Bruckmaier Georg, Krauss Stefan, Binder Karin, Hilbert Sven, Brunner Martin
School of Education, Institute of Secondary Education, University of Applied Sciences and Arts Northwestern Switzerland, Windisch, Switzerland.
Mathematics Education, Faculty of Mathematics, University of Regensburg, Regensburg, Germany.
Front Psychol. 2021 Apr 12;12:584689. doi: 10.3389/fpsyg.2021.584689. eCollection 2021.

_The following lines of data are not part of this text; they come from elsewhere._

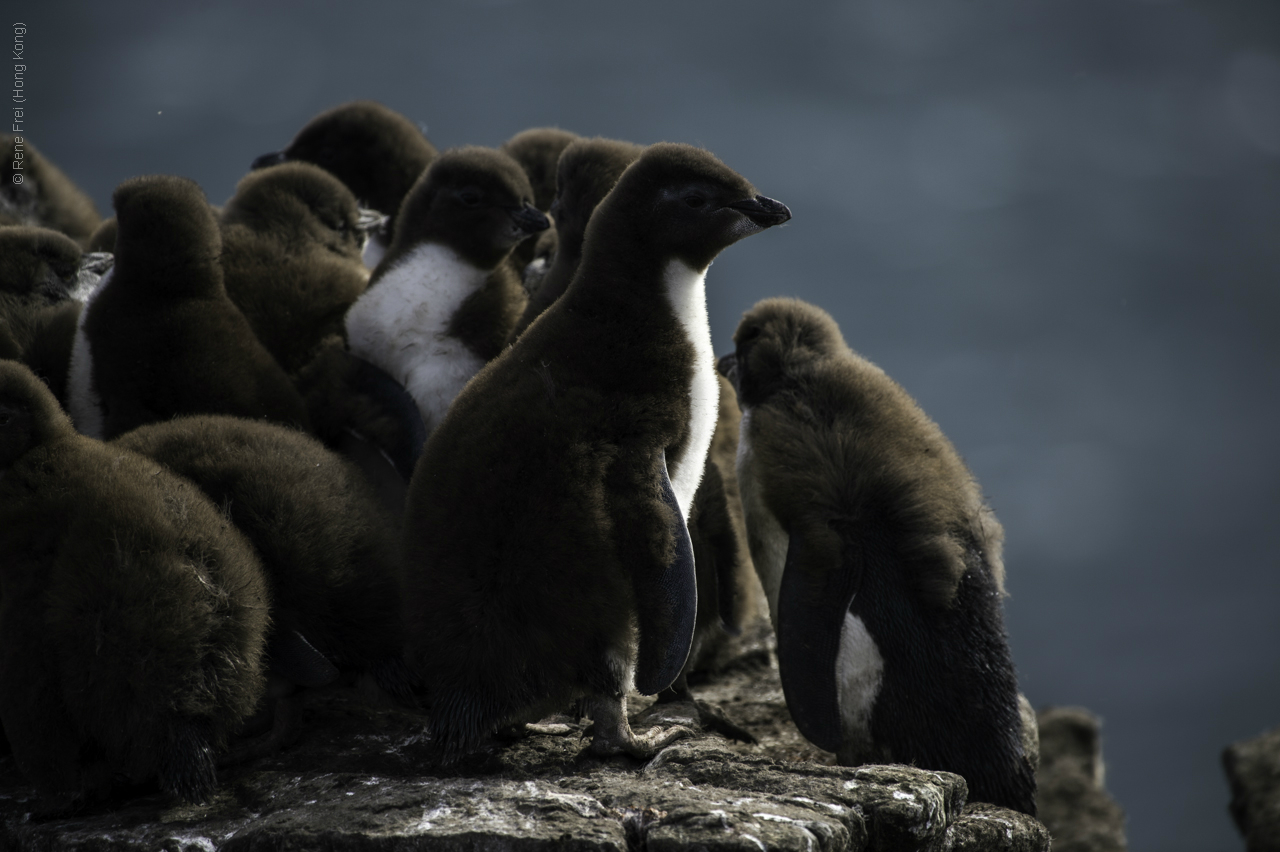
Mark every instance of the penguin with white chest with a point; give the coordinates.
(442, 302)
(545, 550)
(880, 559)
(159, 337)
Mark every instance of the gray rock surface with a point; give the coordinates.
(1253, 770)
(362, 777)
(1070, 796)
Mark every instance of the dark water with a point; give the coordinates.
(1055, 221)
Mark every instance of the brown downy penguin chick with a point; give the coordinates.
(329, 553)
(374, 150)
(728, 592)
(132, 613)
(588, 169)
(442, 302)
(42, 278)
(547, 557)
(104, 237)
(881, 562)
(536, 150)
(292, 237)
(535, 270)
(45, 197)
(160, 338)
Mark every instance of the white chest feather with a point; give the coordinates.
(82, 401)
(859, 670)
(401, 324)
(373, 252)
(859, 667)
(686, 289)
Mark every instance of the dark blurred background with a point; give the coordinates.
(1056, 223)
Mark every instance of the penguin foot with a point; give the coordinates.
(711, 717)
(612, 733)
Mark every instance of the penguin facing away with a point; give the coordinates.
(588, 169)
(442, 303)
(132, 614)
(160, 337)
(373, 149)
(42, 276)
(545, 550)
(880, 559)
(292, 241)
(46, 197)
(329, 553)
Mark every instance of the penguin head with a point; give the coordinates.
(688, 205)
(776, 340)
(374, 150)
(588, 170)
(538, 150)
(300, 205)
(30, 413)
(37, 266)
(165, 225)
(476, 201)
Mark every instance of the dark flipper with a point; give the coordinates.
(296, 660)
(814, 596)
(405, 447)
(667, 607)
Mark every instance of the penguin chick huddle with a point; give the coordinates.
(449, 425)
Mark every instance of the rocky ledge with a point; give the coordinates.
(362, 777)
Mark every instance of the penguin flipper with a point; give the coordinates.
(389, 397)
(813, 598)
(298, 662)
(667, 607)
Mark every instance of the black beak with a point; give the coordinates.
(530, 220)
(763, 211)
(274, 157)
(370, 221)
(727, 367)
(96, 262)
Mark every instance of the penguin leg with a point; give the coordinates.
(187, 769)
(613, 734)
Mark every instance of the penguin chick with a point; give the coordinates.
(292, 237)
(588, 169)
(45, 197)
(42, 271)
(442, 303)
(329, 553)
(547, 557)
(132, 614)
(536, 150)
(160, 337)
(374, 150)
(880, 559)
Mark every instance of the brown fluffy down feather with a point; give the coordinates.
(132, 614)
(329, 553)
(803, 361)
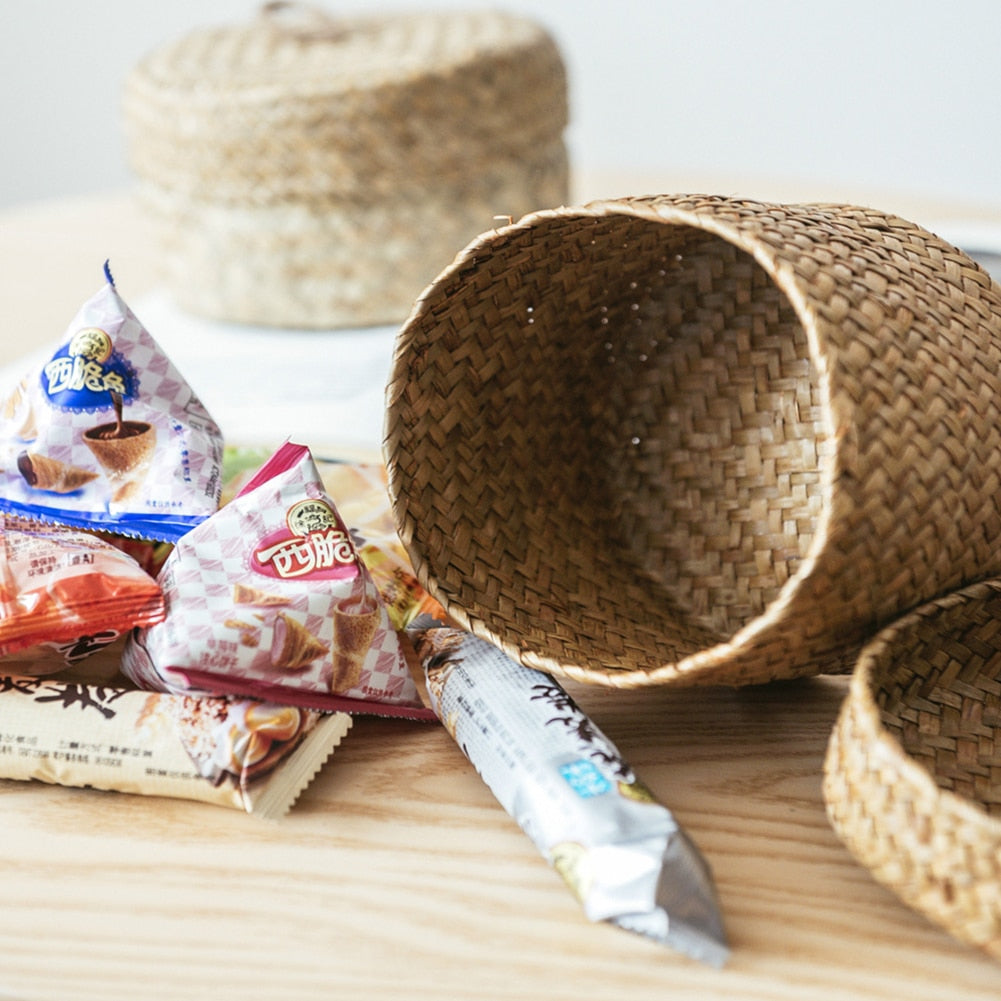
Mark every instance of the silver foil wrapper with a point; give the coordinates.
(621, 852)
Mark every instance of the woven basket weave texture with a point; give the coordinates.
(913, 771)
(310, 170)
(698, 439)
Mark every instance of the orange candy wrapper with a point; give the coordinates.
(68, 592)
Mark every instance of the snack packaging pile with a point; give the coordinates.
(623, 854)
(237, 753)
(68, 592)
(269, 599)
(106, 434)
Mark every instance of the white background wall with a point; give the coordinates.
(892, 94)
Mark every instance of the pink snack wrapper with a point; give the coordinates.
(106, 434)
(269, 599)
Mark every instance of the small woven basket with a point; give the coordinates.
(696, 439)
(913, 771)
(316, 171)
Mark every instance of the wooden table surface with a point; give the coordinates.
(396, 874)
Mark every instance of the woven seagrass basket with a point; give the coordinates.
(695, 439)
(316, 171)
(913, 771)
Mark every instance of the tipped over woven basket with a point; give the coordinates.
(688, 438)
(913, 771)
(311, 170)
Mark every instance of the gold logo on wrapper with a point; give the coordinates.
(91, 342)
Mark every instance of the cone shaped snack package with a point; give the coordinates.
(268, 598)
(106, 434)
(623, 854)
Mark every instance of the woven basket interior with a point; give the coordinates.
(938, 689)
(647, 431)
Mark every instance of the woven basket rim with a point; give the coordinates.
(720, 652)
(862, 693)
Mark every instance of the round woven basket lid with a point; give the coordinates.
(913, 770)
(301, 105)
(686, 439)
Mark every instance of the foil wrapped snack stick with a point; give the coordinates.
(621, 852)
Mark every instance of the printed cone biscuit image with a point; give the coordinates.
(46, 473)
(293, 646)
(124, 449)
(354, 625)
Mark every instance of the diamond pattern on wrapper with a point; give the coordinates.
(208, 631)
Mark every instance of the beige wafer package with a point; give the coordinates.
(238, 753)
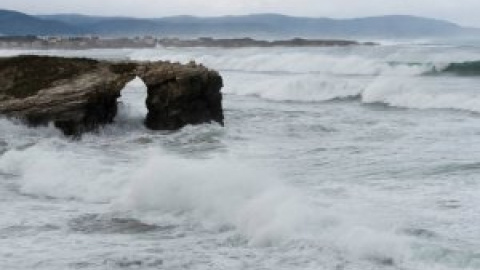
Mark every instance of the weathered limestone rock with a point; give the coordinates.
(79, 94)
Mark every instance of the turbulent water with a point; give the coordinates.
(331, 158)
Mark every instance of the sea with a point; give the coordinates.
(338, 158)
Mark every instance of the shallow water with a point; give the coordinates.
(330, 159)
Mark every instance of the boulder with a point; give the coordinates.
(79, 94)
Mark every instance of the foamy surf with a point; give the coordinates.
(317, 179)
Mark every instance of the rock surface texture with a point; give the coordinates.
(79, 95)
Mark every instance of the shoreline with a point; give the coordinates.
(94, 42)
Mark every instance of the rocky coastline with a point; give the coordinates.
(79, 95)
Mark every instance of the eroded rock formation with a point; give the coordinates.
(78, 94)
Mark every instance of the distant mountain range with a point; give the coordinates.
(259, 25)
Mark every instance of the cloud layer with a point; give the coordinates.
(464, 12)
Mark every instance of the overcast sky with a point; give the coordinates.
(465, 12)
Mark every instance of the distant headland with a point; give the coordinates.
(95, 42)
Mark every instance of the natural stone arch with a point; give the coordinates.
(79, 94)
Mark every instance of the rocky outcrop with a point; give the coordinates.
(78, 94)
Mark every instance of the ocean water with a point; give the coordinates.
(331, 158)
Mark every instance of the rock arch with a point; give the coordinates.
(79, 94)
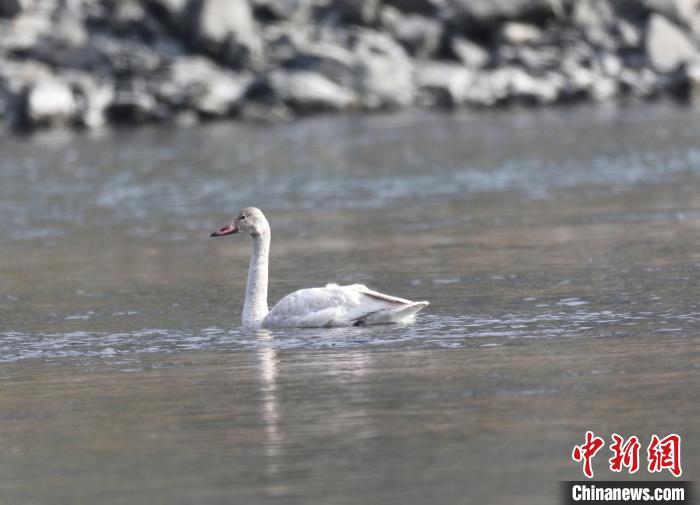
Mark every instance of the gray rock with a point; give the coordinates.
(641, 83)
(534, 58)
(132, 103)
(384, 71)
(486, 12)
(470, 53)
(360, 12)
(328, 59)
(513, 84)
(692, 73)
(667, 45)
(420, 35)
(227, 28)
(442, 84)
(298, 10)
(424, 7)
(10, 8)
(520, 33)
(310, 92)
(198, 83)
(23, 32)
(174, 13)
(50, 103)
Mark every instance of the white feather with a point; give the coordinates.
(335, 305)
(332, 305)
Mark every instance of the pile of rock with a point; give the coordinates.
(86, 63)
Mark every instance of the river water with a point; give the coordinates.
(560, 251)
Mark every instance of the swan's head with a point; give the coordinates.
(249, 220)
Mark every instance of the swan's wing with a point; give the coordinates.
(332, 305)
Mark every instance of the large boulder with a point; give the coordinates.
(227, 28)
(384, 71)
(331, 60)
(282, 10)
(309, 92)
(470, 53)
(358, 12)
(50, 103)
(442, 84)
(424, 7)
(10, 8)
(491, 12)
(420, 35)
(196, 82)
(667, 45)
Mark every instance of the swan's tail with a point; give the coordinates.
(402, 314)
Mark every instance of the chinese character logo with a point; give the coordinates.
(587, 451)
(662, 453)
(624, 454)
(665, 453)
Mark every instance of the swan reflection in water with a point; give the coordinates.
(267, 357)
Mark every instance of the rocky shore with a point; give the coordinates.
(87, 63)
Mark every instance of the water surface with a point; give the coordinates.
(559, 250)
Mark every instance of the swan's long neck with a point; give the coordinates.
(255, 306)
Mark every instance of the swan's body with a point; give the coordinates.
(329, 306)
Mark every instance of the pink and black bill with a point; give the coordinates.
(225, 230)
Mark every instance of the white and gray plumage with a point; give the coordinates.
(332, 305)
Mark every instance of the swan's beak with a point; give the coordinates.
(226, 230)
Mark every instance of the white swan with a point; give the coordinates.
(308, 308)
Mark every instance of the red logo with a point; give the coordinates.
(587, 451)
(665, 453)
(625, 454)
(662, 453)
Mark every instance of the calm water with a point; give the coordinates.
(560, 251)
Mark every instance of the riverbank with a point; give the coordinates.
(88, 63)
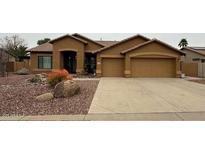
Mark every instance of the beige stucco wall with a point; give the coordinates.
(90, 46)
(152, 50)
(34, 61)
(114, 52)
(68, 44)
(190, 55)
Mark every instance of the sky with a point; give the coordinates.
(194, 39)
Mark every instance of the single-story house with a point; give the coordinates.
(136, 56)
(194, 61)
(6, 61)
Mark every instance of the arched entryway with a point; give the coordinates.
(69, 61)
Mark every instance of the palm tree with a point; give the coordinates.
(183, 43)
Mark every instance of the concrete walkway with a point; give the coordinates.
(186, 116)
(148, 96)
(139, 99)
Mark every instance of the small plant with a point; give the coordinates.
(57, 76)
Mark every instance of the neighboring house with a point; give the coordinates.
(194, 61)
(136, 56)
(193, 54)
(6, 62)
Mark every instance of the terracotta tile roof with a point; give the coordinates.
(201, 52)
(67, 35)
(150, 41)
(125, 40)
(106, 43)
(86, 38)
(46, 47)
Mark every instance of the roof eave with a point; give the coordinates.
(88, 39)
(124, 40)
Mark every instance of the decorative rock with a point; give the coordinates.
(66, 89)
(23, 71)
(38, 78)
(45, 97)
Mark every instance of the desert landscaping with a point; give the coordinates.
(19, 96)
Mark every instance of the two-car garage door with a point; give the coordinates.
(153, 67)
(140, 67)
(113, 67)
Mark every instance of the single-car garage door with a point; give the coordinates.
(153, 67)
(112, 67)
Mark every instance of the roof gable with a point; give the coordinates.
(194, 50)
(86, 38)
(70, 36)
(43, 47)
(152, 41)
(120, 42)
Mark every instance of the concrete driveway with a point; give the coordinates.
(163, 98)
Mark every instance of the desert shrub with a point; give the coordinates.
(57, 76)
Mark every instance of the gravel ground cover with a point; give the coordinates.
(199, 81)
(17, 97)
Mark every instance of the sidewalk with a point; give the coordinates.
(169, 116)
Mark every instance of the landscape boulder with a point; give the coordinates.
(45, 97)
(66, 89)
(39, 78)
(23, 71)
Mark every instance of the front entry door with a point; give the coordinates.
(70, 62)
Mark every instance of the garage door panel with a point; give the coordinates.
(113, 67)
(153, 67)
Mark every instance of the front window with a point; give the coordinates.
(45, 62)
(196, 59)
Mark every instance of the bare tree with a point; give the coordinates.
(12, 45)
(4, 58)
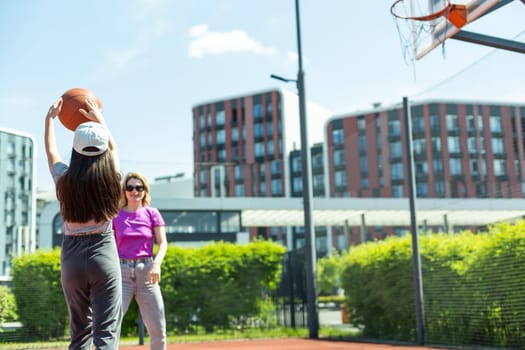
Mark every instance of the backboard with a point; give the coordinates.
(429, 33)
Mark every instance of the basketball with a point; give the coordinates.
(72, 100)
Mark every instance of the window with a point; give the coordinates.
(363, 163)
(339, 157)
(422, 189)
(473, 165)
(221, 137)
(362, 142)
(318, 182)
(296, 164)
(276, 167)
(340, 178)
(421, 168)
(472, 145)
(337, 136)
(452, 122)
(495, 123)
(262, 188)
(434, 122)
(269, 107)
(439, 188)
(221, 155)
(203, 177)
(418, 124)
(453, 144)
(420, 146)
(259, 149)
(239, 190)
(471, 123)
(202, 121)
(499, 167)
(270, 147)
(397, 191)
(455, 166)
(437, 165)
(394, 128)
(317, 160)
(395, 150)
(397, 171)
(237, 172)
(269, 129)
(277, 189)
(361, 123)
(497, 145)
(297, 184)
(436, 144)
(257, 111)
(258, 130)
(219, 118)
(262, 171)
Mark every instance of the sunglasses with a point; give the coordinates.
(138, 188)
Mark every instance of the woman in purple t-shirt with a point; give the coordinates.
(137, 227)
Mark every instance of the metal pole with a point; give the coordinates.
(141, 329)
(309, 232)
(418, 285)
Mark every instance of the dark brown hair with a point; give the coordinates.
(89, 189)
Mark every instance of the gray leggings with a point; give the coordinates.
(92, 286)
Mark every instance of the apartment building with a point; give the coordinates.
(242, 146)
(18, 193)
(461, 149)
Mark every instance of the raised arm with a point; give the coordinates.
(53, 156)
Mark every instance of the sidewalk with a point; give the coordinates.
(280, 344)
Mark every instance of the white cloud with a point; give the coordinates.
(121, 58)
(204, 42)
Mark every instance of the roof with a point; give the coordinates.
(261, 212)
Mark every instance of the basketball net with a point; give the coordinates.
(417, 20)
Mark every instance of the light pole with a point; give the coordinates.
(309, 232)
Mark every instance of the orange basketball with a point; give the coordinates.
(72, 100)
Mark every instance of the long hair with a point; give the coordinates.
(89, 189)
(146, 199)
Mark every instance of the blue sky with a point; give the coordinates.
(151, 61)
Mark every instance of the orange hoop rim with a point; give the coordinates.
(429, 17)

In the present paper we empirically investigate the psychometric properties of some of the most famous statistical and logical cognitive illusions from the "heuristics and biases" research program by Daniel Kahneman and Amos Tversky, who nearly 50 years ago introduced fascinating brain teasers such as the famous Linda problem, the Wason card selection task, and so-called Bayesian reasoning problems (e.g., the mammography task). In the meantime, a great number of articles has been published that empirically examine single cognitive illusions, theoretically explaining people's faulty thinking, or proposing and experimentally implementing measures to foster insight and to make these problems accessible to the human mind. Yet these problems have thus far usually been empirically analyzed on an individual-item level only (e.g., by experimentally comparing participants' performance on various versions of one of these problems). In this paper, by contrast, we examine these illusions as a group and look at the ability to solve them as a psychological construct. Based on an sample of = 2,643 Luxembourgian school students of age 16-18 we investigate the internal psychometric structure of these illusions (i.e., Are they substantially correlated? Do they form a reflexive or a formative construct?), their connection to related constructs (e.g., Are they distinguishable from intelligence or mathematical competence in a confirmatory factor analysis?), and the question of which of a person's abilities can predict the correct solution of these brain teasers (by means of a regression analysis).
在本文中,我们通过实证研究了丹尼尔·卡尼曼(Daniel Kahneman)和阿莫斯·特沃斯基(Amos Tversky)的“启发式与偏差”研究项目中一些最著名的统计和逻辑认知错觉的心理测量特性。近50年前,他们提出了一些引人入胜的脑筋急转弯问题,比如著名的琳达问题、沃森卡片选择任务以及所谓的贝叶斯推理问题(例如乳房X光检查任务)。与此同时,已经发表了大量文章,这些文章实证检验单个认知错觉,从理论上解释人们的错误思维,或者提出并通过实验实施促进洞察力的措施,以使这些问题能够被人们理解。然而,到目前为止,这些问题通常仅在单个项目层面上进行实证分析(例如,通过实验比较参与者在这些问题的不同版本上的表现)。相比之下,在本文中,我们将这些错觉作为一个整体进行研究,并将解决这些错觉的能力视为一种心理结构。基于一个由2643名年龄在16至18岁的卢森堡中学生组成的样本,我们研究了这些错觉的内部心理测量结构(即它们是否高度相关?它们构成一个反映性还是构成性结构?),它们与相关结构的联系(例如,在验证性因素分析中,它们是否与智力或数学能力可区分?),以及一个人的哪些能力能够预测这些脑筋急转弯问题的正确答案(通过回归分析)。